Tatiana è una donna ricca di cultura. In Ucraina, era insegnante di economia all’Università. Inoltre, ha una grande capacità artistica: fotografia e ricamo. Quando è arrivata a Salerno era molto inquieta, quasi sfibrata per aver dovuto lasciare tutto e tutti da un giorno all’altro. Fin da subito, ha sperimentato l’accoglienza attenta, ma non invadente, della Famiglia saveriana (religiosi e laici). Ci siamo concentrati sulle procedure per i documenti, sull’organizzazione dei corsi di italiano, l’inserimento dei minori nelle scuole della zona, che sono state tutte molto accoglienti.

Pertanto, dopo i primi momenti di sconforto, Tatiana ha ritrovato la sua intraprendenza e ha cercato di adattarsi positivamente alla nuova situazione. Impressionava il suo desiderio di viaggiare per poter vedere tanti luoghi ricchi di arte e storia, studiandoli prima e dopo ogni visita: Pompei, Ercolano, la Reggia di Caserta, Paestum, i Musei Vaticani… Nel frattempo, Yessenia e Miroslav sono stati inseriti a scuola, lei in quinta elementare, frequentando anche in DAD i corsi in Ucraina, lui alla materna. Parlano benissimo italiano. La ginnastica ritmica ucraina fa parte del DNA di Yessenia che è riuscita a primeggiare nei campionati ai quali ha partecipato in Italia.

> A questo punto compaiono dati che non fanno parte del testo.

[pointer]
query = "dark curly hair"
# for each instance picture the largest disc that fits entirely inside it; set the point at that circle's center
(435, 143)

Durante l’estate, hanno potuto vivere due splendide vacanze nel mare salentino, non trascurando di visitare le città monumentali di Gallipoli ed Otranto. Hanno partecipato a diverse attività per i ragazzi promosse, brillantemente, dalla Caritas della diocesi di Salerno. In questa esperienza di vita in comune con la Famiglia saveriana si sono intrecciati il dramma e la gioia, ma anche una benefica iniezione di energia per chi è più avanti negli anni.

A fine luglio, la decisione di ritornare a Sumy con un po’ di paura e la speranza di rimanere nella loro terra. Sanno, però, che le porte sono spalancate per un ritorno a Salerno, se la situazione lo richiederà. Negli ultimi giorni percepivamo tanta tensione, dovuta al fatto che qui si erano sentiti a casa ed erano dispiaciuti nel lasciarci.
Alla comunità di Salerno rimane, oltre ad amici che certamente non dimenticheremo, la riscoperta che l’ospitalità, storicamente uno dei valori della vita religiosa, va vissuta oggi in uno stile nuovo, più adeguato a tempi così complessi.